Diluting the Substance of Religious Freedom

COMMENTARY Religious Liberty

Diluting the Substance of Religious Freedom

Mar 19, 2019 3 min read
COMMENTARY BY
Thomas Jipping

Senior Legal Fellow, Center for Legal and Judicial Studies

Thomas Jipping is a Senior Legal Fellow for the Edwin Meese III Center for Legal and Judicial Studies.
To America’s Founders, the significance of religious freedom was as deep as its substance was broad. Tetra Images/Getty Images

Key Takeaways

Religious freedom has long been understood to cover more than mere speech and worship ceremonies.

Today, all government actions must meet the RFRA standard.

Under RFRA, religious organizations or institutions that do any of those things may at least make the argument that it burdens the exercise of their religion.

“First, do no harm.” That maxim from Hippocrates has universal appeal. Yet today, it is being used as the title of a bill that would do great harm to one of our most cherished natural rights: Religious freedom.

This bill seeks to dilute the substance of religious freedom to nothing more than speech or private worship and to reduce its significance to nothing more, and often less, than other political priorities.

Religious freedom has long been understood to cover more than mere speech and worship ceremonies.
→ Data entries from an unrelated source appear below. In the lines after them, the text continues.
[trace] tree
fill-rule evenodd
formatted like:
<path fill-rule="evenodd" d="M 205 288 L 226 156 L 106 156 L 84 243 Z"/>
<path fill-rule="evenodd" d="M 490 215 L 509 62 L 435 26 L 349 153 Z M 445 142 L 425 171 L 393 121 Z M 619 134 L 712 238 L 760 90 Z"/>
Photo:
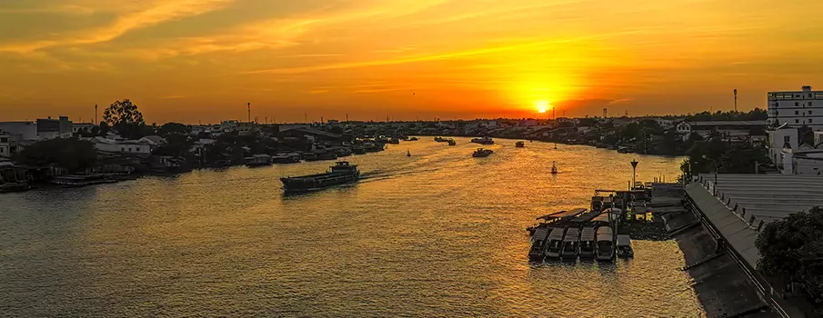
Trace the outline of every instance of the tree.
<path fill-rule="evenodd" d="M 137 105 L 128 99 L 115 101 L 103 112 L 103 122 L 130 139 L 146 135 L 146 121 Z"/>
<path fill-rule="evenodd" d="M 823 209 L 789 214 L 766 225 L 755 241 L 758 268 L 798 283 L 823 314 Z"/>
<path fill-rule="evenodd" d="M 46 166 L 55 164 L 69 171 L 94 166 L 97 152 L 94 144 L 77 138 L 49 139 L 35 143 L 23 149 L 15 161 L 28 165 Z"/>

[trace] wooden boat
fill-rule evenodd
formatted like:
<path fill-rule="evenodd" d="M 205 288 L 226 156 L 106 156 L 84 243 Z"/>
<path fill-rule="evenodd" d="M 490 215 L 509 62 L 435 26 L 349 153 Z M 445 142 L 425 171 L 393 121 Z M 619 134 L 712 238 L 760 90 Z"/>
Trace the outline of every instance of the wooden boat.
<path fill-rule="evenodd" d="M 332 165 L 326 174 L 280 178 L 286 192 L 318 190 L 333 185 L 357 182 L 360 170 L 356 164 L 341 161 Z"/>
<path fill-rule="evenodd" d="M 631 237 L 628 235 L 617 235 L 617 256 L 621 258 L 635 256 L 635 251 L 631 248 Z"/>
<path fill-rule="evenodd" d="M 563 248 L 560 256 L 564 259 L 577 259 L 579 252 L 578 241 L 580 240 L 580 229 L 572 227 L 566 231 L 563 237 Z"/>
<path fill-rule="evenodd" d="M 611 262 L 615 258 L 615 241 L 614 232 L 609 226 L 600 226 L 597 228 L 597 248 L 595 250 L 595 255 L 597 261 Z"/>
<path fill-rule="evenodd" d="M 548 244 L 546 246 L 546 258 L 559 258 L 563 251 L 565 227 L 555 227 L 548 234 Z"/>

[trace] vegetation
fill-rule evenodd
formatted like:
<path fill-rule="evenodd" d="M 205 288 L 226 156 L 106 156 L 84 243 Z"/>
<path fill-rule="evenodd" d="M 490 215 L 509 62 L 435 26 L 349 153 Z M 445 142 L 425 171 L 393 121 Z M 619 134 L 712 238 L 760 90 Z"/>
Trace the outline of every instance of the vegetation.
<path fill-rule="evenodd" d="M 127 139 L 140 139 L 153 132 L 152 127 L 146 125 L 137 105 L 128 99 L 112 103 L 103 112 L 103 123 Z"/>
<path fill-rule="evenodd" d="M 694 141 L 680 165 L 688 177 L 715 171 L 725 174 L 753 174 L 756 165 L 770 162 L 766 148 L 748 143 L 729 144 L 721 136 Z"/>
<path fill-rule="evenodd" d="M 77 171 L 94 166 L 97 153 L 92 143 L 77 138 L 50 139 L 35 143 L 23 149 L 15 158 L 32 166 L 56 165 Z"/>
<path fill-rule="evenodd" d="M 823 315 L 823 209 L 767 224 L 755 243 L 761 256 L 758 268 L 797 283 Z"/>

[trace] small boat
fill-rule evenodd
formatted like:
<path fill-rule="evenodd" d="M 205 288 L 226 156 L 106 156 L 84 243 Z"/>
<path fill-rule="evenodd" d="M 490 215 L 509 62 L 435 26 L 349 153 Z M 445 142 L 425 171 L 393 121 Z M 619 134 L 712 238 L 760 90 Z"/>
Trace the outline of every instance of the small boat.
<path fill-rule="evenodd" d="M 611 227 L 600 226 L 597 228 L 597 248 L 595 250 L 595 255 L 597 261 L 611 262 L 615 257 L 615 241 L 612 235 Z"/>
<path fill-rule="evenodd" d="M 595 228 L 584 227 L 580 233 L 580 258 L 595 257 Z"/>
<path fill-rule="evenodd" d="M 563 250 L 563 236 L 566 228 L 556 227 L 548 234 L 548 244 L 546 247 L 546 258 L 559 258 Z"/>
<path fill-rule="evenodd" d="M 280 178 L 280 181 L 286 193 L 294 193 L 355 183 L 358 179 L 360 179 L 360 170 L 357 169 L 357 165 L 340 161 L 332 165 L 326 174 L 285 177 Z"/>
<path fill-rule="evenodd" d="M 475 158 L 487 157 L 489 154 L 492 154 L 494 153 L 494 151 L 489 149 L 477 148 L 477 150 L 475 151 L 474 154 L 472 154 L 472 156 Z"/>
<path fill-rule="evenodd" d="M 531 237 L 531 248 L 528 250 L 528 259 L 530 261 L 543 260 L 543 250 L 546 249 L 546 238 L 547 235 L 547 227 L 535 230 L 535 234 Z"/>
<path fill-rule="evenodd" d="M 480 144 L 494 144 L 495 141 L 489 137 L 472 138 L 472 143 Z"/>
<path fill-rule="evenodd" d="M 628 235 L 617 235 L 617 256 L 621 258 L 635 256 L 635 251 L 631 248 L 631 237 Z"/>
<path fill-rule="evenodd" d="M 246 166 L 249 168 L 272 165 L 272 156 L 266 154 L 255 154 L 244 160 L 246 160 Z"/>
<path fill-rule="evenodd" d="M 560 256 L 564 259 L 577 259 L 580 250 L 580 229 L 572 227 L 566 231 L 566 236 L 563 237 L 563 248 Z"/>

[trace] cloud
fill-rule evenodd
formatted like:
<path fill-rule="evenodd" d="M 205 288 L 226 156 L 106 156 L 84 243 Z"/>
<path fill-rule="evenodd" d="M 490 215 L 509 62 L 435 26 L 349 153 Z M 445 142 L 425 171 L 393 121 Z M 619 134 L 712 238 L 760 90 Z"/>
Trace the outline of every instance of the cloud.
<path fill-rule="evenodd" d="M 35 40 L 0 45 L 0 51 L 29 53 L 55 46 L 71 46 L 104 43 L 133 30 L 158 25 L 186 16 L 201 15 L 225 7 L 234 0 L 163 0 L 135 13 L 122 13 L 114 23 L 90 30 L 61 35 L 58 39 Z M 68 6 L 73 10 L 83 7 Z M 78 9 L 79 8 L 79 9 Z"/>

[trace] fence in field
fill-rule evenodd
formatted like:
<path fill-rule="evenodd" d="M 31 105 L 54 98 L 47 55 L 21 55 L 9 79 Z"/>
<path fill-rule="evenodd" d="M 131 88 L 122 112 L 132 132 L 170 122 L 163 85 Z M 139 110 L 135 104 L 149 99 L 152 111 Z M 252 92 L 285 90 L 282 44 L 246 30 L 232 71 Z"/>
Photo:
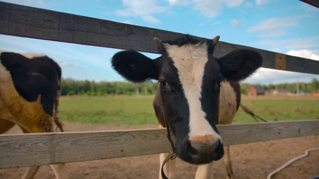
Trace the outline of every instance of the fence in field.
<path fill-rule="evenodd" d="M 2 34 L 153 53 L 158 53 L 153 37 L 164 40 L 181 35 L 2 2 L 0 24 Z M 223 42 L 214 55 L 239 48 L 260 53 L 265 68 L 319 74 L 318 61 Z M 319 134 L 319 119 L 217 128 L 224 144 L 231 145 Z M 0 169 L 168 152 L 165 133 L 165 129 L 156 129 L 1 135 Z"/>

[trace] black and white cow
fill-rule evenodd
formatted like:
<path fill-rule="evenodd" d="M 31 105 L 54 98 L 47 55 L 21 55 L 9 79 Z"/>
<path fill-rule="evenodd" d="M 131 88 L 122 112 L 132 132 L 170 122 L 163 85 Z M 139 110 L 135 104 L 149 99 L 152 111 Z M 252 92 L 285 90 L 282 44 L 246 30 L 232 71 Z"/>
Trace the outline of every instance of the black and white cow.
<path fill-rule="evenodd" d="M 47 56 L 24 55 L 0 55 L 0 134 L 15 124 L 23 133 L 54 132 L 53 121 L 63 131 L 58 109 L 61 69 Z M 67 178 L 64 164 L 51 167 L 57 179 Z M 39 167 L 28 168 L 23 178 L 33 178 Z"/>
<path fill-rule="evenodd" d="M 185 35 L 162 42 L 155 38 L 160 57 L 152 60 L 136 51 L 124 51 L 112 60 L 114 69 L 129 81 L 158 80 L 154 105 L 159 122 L 165 127 L 164 118 L 167 120 L 175 137 L 177 156 L 199 165 L 196 179 L 212 179 L 212 162 L 224 155 L 216 124 L 231 123 L 238 109 L 240 87 L 234 82 L 249 77 L 263 61 L 259 53 L 247 49 L 213 57 L 219 39 L 199 41 Z M 161 154 L 161 163 L 167 155 Z M 169 179 L 175 178 L 174 162 L 170 160 L 164 166 Z M 227 165 L 232 177 L 231 164 Z"/>

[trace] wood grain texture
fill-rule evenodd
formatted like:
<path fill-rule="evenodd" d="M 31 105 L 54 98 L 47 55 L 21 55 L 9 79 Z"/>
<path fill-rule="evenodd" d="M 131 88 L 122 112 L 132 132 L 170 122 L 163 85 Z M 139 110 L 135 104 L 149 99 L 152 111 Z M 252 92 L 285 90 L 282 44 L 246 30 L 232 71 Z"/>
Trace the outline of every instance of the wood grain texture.
<path fill-rule="evenodd" d="M 319 8 L 319 1 L 318 0 L 300 0 L 301 1 Z"/>
<path fill-rule="evenodd" d="M 224 125 L 217 128 L 224 145 L 231 145 L 318 135 L 319 120 Z M 0 169 L 171 151 L 165 129 L 1 135 Z"/>
<path fill-rule="evenodd" d="M 183 35 L 3 2 L 0 2 L 0 24 L 3 34 L 153 53 L 158 53 L 154 37 L 167 40 Z M 238 48 L 258 51 L 264 58 L 263 67 L 277 69 L 276 53 L 270 51 L 220 41 L 214 55 L 221 57 Z M 318 61 L 287 56 L 287 71 L 319 74 L 319 69 Z"/>

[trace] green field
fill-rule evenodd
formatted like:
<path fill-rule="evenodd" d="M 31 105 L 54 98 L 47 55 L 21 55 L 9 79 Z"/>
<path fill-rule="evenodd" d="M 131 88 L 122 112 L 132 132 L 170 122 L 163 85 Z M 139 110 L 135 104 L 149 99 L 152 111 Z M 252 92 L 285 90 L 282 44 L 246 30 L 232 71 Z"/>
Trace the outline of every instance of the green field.
<path fill-rule="evenodd" d="M 64 121 L 91 124 L 129 125 L 158 124 L 154 96 L 123 96 L 61 97 L 60 115 Z M 268 121 L 319 119 L 318 100 L 256 100 L 243 104 Z M 240 109 L 234 123 L 255 122 Z"/>

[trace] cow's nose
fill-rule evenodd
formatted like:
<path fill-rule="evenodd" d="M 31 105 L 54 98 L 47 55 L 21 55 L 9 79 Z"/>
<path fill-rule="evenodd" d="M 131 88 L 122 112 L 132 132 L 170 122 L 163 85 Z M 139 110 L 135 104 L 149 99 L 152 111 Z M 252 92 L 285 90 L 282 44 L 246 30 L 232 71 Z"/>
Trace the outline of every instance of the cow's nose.
<path fill-rule="evenodd" d="M 212 138 L 208 140 L 190 141 L 188 145 L 189 154 L 194 164 L 210 163 L 220 159 L 224 155 L 221 142 L 219 140 L 213 140 Z"/>

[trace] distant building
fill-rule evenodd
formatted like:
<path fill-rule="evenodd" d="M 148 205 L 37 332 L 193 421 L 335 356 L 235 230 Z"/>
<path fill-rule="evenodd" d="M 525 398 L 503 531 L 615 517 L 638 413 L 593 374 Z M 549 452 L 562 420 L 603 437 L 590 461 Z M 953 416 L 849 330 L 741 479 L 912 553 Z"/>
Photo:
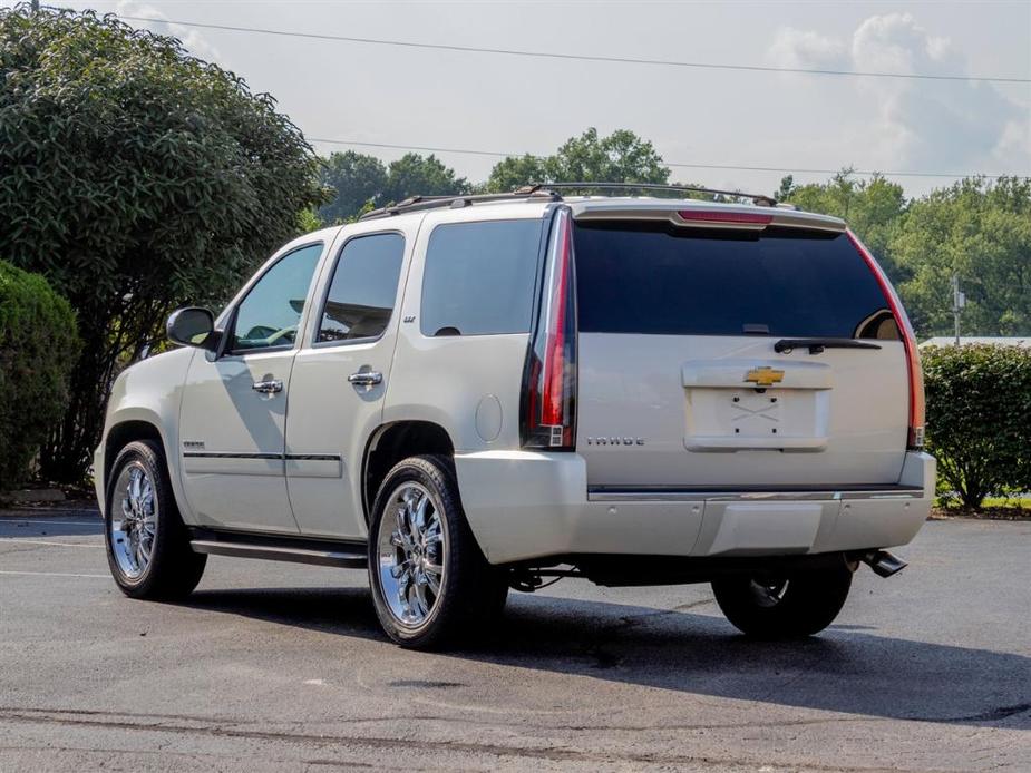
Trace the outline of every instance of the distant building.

Colonial laws, and then the U.S. Constitution itself, protected the “free exercise” of religion. Similarly, the 1948 Universal Declaration of Human Rights, to which the United States is a signatory, includes not only a person’s freedom of belief but the freedom, “either alone or in community with others and in public or private, to manifest his religion or belief.”

To America’s Founders, the significance of religious freedom was as deep as its substance was broad. Religious freedom, they said, is a natural and inalienable right that requires more than mere toleration from government. It is, in James Madison’s words, “precedent, both in order of time and in degree of obligation, to the claims of civil society.”

The 1993 Religious Freedom Restoration Act (RFRA) reflects this centuries-old view of the substance and significance of religious freedom. Like the First Amendment, it protects the “exercise of religion” and makes it difficult for government to impose burdens on its exercise.

The genius of RFRA, and the reason it was passed with only three negative votes in either the House or Senate, is that it stops there. RFRA itself does not settle any conflicts between government and how people exercise religion, but sets the standard that courts must use to do so. Don’t believe any claim that “RFRA allows” this religious practice or “RFRA prohibits” that government action. RFRA does not determine winners or losers in these conflicts, courts do.

On Feb. 28, Sen. Kamala Harris, California Democrat, introduced S.593, the so-called Do No Harm Act. The bill, which has already attracted 24 Democratic co-sponsors, would gut RFRA.

Today, all government actions must meet the RFRA standard. It should be difficult for government to interfere with religious practice because that right is so important. But difficult does not mean impossible. Government may interfere with the exercise of religion if it uses the “least restrictive means” to achieve a “compelling” objective.

Under S. 593, government laws or regulations in many areas would be completely exempt from the RFRA standard. Government could, and almost certainly would, completely ignore any impact on religious freedom. Not surprisingly, one of those areas involves “access to, information about, a referral for, provision of, or coverage for, any health care item or service.”

Under RFRA, religious organizations or institutions that do any of those things may at least make the argument that it burdens the exercise of their religion. The government would then have to explain why its objective is compelling and why it cannot accomplish that objective any other way. Religious organizations may win or lose, but at least RFRA gives them a way to defend their rights. S. 593 would deny anyone the chance to argue that government ever goes too far. The government would always win.

The proposal even says that RFRA should not allow any “party” to discriminate against others, “including persons who do not belong to the religion or adhere to the beliefs of that party.” Think about that. Today, RFRA allows churches or organizations to challenge federal laws or regulations that would force them to hire or include as members persons who oppose their beliefs. The Harris bill would allow the government to make that choice instead.

The Harris bill stands on its head the substance and significance of religious freedom as it has been understood since the 17th century. It would signal that religious freedom is no more important, and in many cases far less important, than a garden-variety political agenda. And it would turn RFRA, the most important law protecting religious freedom, inside out.

There’s also a very disturbing irony here. Three of the bill’s co-sponsors — Patrick Leahy of Vermont, Dianne Feinstein of California and Patty Murray of Washington — were in the Senate in 1993 and voted for RFRA, the law they now want to eviscerate.

They and three other co-sponsors — Dick Durbin of Illinois, Jack Reed of Rhode Island and Ron Wyden of Oregon — were in the Senate in 1998 and voted for the International Religious Freedom Act. That law declares that “the right to freedom of religion undergirds the very origin and existence of the United States.” Freedom of “religious belief and practice,” they said, “is a universal human right and fundamental freedom.”

Not any more, at least if they now have their way.